Page:Dostoïevski - Les Frères Karamazov, trad. Mongault, tome 1.djvu/94

La bibliothèque libre.
Cette page n’a pas encore été corrigée

« Lequel ? Comme si tu ne savais pas ! Je parie que tu y as déjà pensé. À propos, c’est curieux ; écoute, Aliocha, tu dis toujours la vérité bien que tu t’assoies toujours entre deux chaises ; y as-tu pensé ou non ? réponds.

— J’y ai pensé », répondit Aliocha à voix basse.

Rakitine se troubla.

« Comment, toi aussi tu y as déjà pensé ? s’écria-t-il.

— Je… ce n’est pas que j’y aie pensé, murmura Aliocha, mais tu viens de dire si à propos des choses si étranges qu’il m’a semblé l’avoir pensé moi-même.

— Tu vois, tu vois. Aujourd’hui, en regardant ton père et ton frère Mitia, tu as songé à un crime. Donc, je ne me trompe pas ?

— Attends, attends un peu, l’interrompit Aliocha troublé. À quoi vois-tu tout cela ? Et d’abord, pourquoi cela t’intéresse-t-il tant ?
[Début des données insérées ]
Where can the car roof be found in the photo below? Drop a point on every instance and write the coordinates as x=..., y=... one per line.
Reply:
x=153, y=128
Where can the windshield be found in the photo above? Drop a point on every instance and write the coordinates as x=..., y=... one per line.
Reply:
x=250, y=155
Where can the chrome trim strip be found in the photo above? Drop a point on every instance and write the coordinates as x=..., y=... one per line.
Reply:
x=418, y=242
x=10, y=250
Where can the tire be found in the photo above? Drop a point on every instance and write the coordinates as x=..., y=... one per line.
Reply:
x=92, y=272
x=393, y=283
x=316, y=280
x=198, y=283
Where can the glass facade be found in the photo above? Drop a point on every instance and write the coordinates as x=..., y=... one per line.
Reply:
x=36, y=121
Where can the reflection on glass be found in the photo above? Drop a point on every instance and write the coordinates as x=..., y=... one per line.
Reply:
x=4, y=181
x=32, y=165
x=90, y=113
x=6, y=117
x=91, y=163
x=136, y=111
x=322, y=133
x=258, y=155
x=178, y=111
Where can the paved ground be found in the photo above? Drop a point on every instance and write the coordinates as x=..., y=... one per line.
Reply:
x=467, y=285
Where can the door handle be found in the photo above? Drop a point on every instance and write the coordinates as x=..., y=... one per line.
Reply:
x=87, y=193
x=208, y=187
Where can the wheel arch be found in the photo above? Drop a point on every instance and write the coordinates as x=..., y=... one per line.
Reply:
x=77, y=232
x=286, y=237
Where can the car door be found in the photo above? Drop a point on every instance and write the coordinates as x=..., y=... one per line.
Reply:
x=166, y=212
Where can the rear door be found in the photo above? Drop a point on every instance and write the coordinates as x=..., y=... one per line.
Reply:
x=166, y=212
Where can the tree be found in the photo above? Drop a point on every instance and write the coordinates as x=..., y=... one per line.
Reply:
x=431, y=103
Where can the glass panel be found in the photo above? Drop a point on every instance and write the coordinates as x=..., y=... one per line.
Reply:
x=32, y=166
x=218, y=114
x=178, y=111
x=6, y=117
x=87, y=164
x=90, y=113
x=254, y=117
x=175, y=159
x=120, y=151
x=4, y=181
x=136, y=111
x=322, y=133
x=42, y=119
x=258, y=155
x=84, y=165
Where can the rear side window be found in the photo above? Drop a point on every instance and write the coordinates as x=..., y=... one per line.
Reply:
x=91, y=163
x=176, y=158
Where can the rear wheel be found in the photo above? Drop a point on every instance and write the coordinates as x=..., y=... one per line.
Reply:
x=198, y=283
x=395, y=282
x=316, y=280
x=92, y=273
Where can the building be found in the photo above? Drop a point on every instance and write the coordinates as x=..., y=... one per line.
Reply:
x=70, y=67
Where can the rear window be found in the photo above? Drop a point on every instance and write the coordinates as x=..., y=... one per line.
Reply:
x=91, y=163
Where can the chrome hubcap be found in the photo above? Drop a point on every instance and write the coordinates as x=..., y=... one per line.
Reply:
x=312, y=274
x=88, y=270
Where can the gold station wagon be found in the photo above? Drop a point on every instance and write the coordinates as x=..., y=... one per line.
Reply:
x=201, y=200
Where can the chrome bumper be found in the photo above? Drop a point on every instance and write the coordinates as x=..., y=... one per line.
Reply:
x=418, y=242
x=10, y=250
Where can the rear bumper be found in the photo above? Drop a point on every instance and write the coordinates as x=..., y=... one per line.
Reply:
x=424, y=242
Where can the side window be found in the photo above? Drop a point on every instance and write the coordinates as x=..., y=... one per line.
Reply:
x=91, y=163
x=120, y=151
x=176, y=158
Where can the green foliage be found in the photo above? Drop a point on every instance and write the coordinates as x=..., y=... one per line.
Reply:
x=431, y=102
— Deux questions différentes, mais naturelles. Je répondrai à chacune séparément. À quoi je le vois ? Je n’aurais rien vu, si je n’avais compris aujourd’hui Dmitri Fiodorovitch, ton frère, d’un seul coup et en entier, tel qu’il est, d’après une certaine ligne. Chez ces gens très honnêtes, mais sensuels, il y a une ligne qu’il ne faut pas franchir. Autrement, il frappera même son père avec un couteau. Or, son père est un ivrogne et un débauché effréné, qui n’a jamais connu la mesure en rien ; aucun des deux ne se contiendra, et vlan, tous les deux dans le fossé.

— Non, Micha, si ce n’est que cela, tu me réconfortes. Cela n’ira pas si loin.

— Mais pourquoi trembles-tu tant ? Sais-tu pourquoi ? Pour honnête homme que soit ton Mitia (car il est bête, mais honnête), c’est avant tout un sensuel. Voilà le fond de sa nature. Son père lui a transmis son abjecte sensualité… Dis-moi, Aliocha, il y a une chose qui m’étonne : comment se fait-il que tu sois vierge ? Tu es pourtant un Karamazov ! Dans votre famille, la sensualité va jusqu’à la frénésie… Or, ces trois êtres sensuels s’épient maintenant… le couteau dans la poche. Trois se sont cogné le front pourquoi ne serais-tu pas le quatrième ?

— Tu te trompes au sujet de cette femme. Dmitri la… méprise, proféra Aliocha frémissant.

— Grouchegnka[1]? Non, mon cher, il ne la méprise pas. Puisqu’il a abandonné publiquement sa fiancée pour elle,

  1. Diminutif très familier d’Agraféna (Agrippine).